Along with the Bedouin project, Bleecker is also working on a more artistic endeavor he calls Wi-Fi.ArtCache . As with Bedouin, ArtCache is a free floating 802.11 Wi-Fi node purposely disconnected from the public Internet.

“There are artistic experiments — on-the-ground practical ways you can bring together proximity, technology and social interaction in productive ways,” says Bleecker.

Instead of accessing the Internet, ArtCache consumers can only access the ArtCache network. Users then download to their Wi-Fi-enabled devices artist-created Macromedia Flash animations whose narratives, Bleecker says, “respond to social and location-based activity occurring within range of the Cache’s 802.11 network.”

Unlike Bedouin, however, ArtCache is stationary and requires users to move within range to access its files. To connect to it, you must be physically in the presence of the ArtCache installation. The range varies, but in general someone within roughly 30 feet could access the network. (The Bedouin has a tested range of roughly half a square city block.)

While the art is hard to conceptualize without actually seeing it, the two most important elements are that each piece is designed to dynamically respond to its environment, and that each piece has a limited number of copies, or times it can be downloaded.

“On the Web,” explains Bleecker, “there’s an infinite number of PDFs or images — you can download them forever. Ours creates a sense of preciousness to digital media. There’s a limited number; things can change. You can take out and put back a piece, or take it out and walk off — but now that art is more precious because only a certain number are left.”

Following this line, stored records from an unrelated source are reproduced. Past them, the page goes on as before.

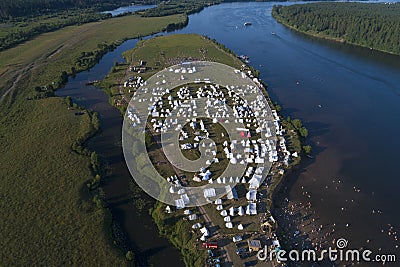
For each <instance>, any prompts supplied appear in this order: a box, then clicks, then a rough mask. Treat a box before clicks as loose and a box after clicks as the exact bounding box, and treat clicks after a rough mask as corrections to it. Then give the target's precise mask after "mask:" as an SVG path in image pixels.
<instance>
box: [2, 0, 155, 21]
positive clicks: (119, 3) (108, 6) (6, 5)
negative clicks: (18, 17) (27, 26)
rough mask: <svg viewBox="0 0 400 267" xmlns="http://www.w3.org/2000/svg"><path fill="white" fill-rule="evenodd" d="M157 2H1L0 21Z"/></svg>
mask: <svg viewBox="0 0 400 267" xmlns="http://www.w3.org/2000/svg"><path fill="white" fill-rule="evenodd" d="M155 2H156V1H155V0H130V1H129V0H1V1H0V19H1V20H4V19H8V18H10V17H22V16H32V15H38V14H44V13H51V12H54V11H60V10H67V9H73V8H79V9H82V8H92V9H96V10H98V11H99V10H101V11H104V10H109V9H114V8H117V7H120V6H122V5H130V4H131V3H135V4H153V3H155Z"/></svg>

One example of the kind of digital art utilized by Art.Cache is Plant Life created by Marina Zurkow. She has created an imaginary forest. When a user downloads the piece to their wireless device, they see only a single tree. But as time passes, and as more people download the Plant Life objects, the forest responds by becoming more lush, and a home to creatures. As more time passes — or as the user moves away from others who have downloaded it — the season in the forest changes. Leaves fall to the ground, animals leave, etc., to reflect the passage of time and distance from others.

“I’m playing with the idea of creating these social networks, so that if two people download the piece of art from an ArtCache installation, they can communicate with each other. The art can become brighter, happier, fatter. One artist is playing with the new sort of wacky pharmaceutical anti-depressant guy [the sad little oval-shaped cartoon character that is used to sell Zoloft] and sort of inverting that guy. [The message of the ads is] ‘take a pill, be less shy,’ but in this art piece, if there are too many things — too much social activity — then the thing gets upset.”

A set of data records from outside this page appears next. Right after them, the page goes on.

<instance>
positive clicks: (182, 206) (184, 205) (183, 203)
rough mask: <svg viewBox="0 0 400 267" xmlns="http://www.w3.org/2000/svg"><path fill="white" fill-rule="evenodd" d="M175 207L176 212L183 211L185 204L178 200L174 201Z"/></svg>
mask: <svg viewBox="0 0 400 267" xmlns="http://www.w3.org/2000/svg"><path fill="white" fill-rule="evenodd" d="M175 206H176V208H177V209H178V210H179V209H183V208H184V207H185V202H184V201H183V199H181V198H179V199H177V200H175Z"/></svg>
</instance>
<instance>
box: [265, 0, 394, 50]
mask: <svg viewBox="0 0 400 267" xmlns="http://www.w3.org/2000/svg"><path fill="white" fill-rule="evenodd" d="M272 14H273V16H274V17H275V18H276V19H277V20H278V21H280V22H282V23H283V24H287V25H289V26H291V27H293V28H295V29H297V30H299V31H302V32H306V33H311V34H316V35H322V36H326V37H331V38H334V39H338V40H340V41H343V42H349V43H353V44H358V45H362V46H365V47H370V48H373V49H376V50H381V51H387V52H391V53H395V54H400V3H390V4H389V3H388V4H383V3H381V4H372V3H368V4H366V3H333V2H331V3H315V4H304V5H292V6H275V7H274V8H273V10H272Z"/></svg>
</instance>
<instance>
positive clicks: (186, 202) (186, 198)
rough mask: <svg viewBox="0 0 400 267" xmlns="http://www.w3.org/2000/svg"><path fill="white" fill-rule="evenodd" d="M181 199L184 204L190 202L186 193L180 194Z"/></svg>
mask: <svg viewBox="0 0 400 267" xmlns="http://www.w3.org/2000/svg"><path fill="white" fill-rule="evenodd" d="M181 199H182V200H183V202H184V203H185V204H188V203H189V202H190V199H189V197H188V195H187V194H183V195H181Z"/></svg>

For now, there is only one Wi-Fi.Bedouin backpack in existence. But Bleecker recently had a request from someone who wanted to wear one to the Burning Man festival in Black Rock City, Nevada. He also hopes to begin wearing his on airplanes.

“Maybe there are other people on the plane with a Wi-Fi laptop who could tap into my broadcast of Quicktime movies,” he says.

So, if you happen to see a guy wearing a little smile and something that looks like it might be a bomb in a backpack — or a Star Trek costume — on your next flight, no one will blame you if you alert the authorities or run screaming from the plane. But, if you’re brave or crazy enough to stick around, try tapping into his Wi-Fi broadcast; you may just discover that your in-flight movie options get a lot more interesting.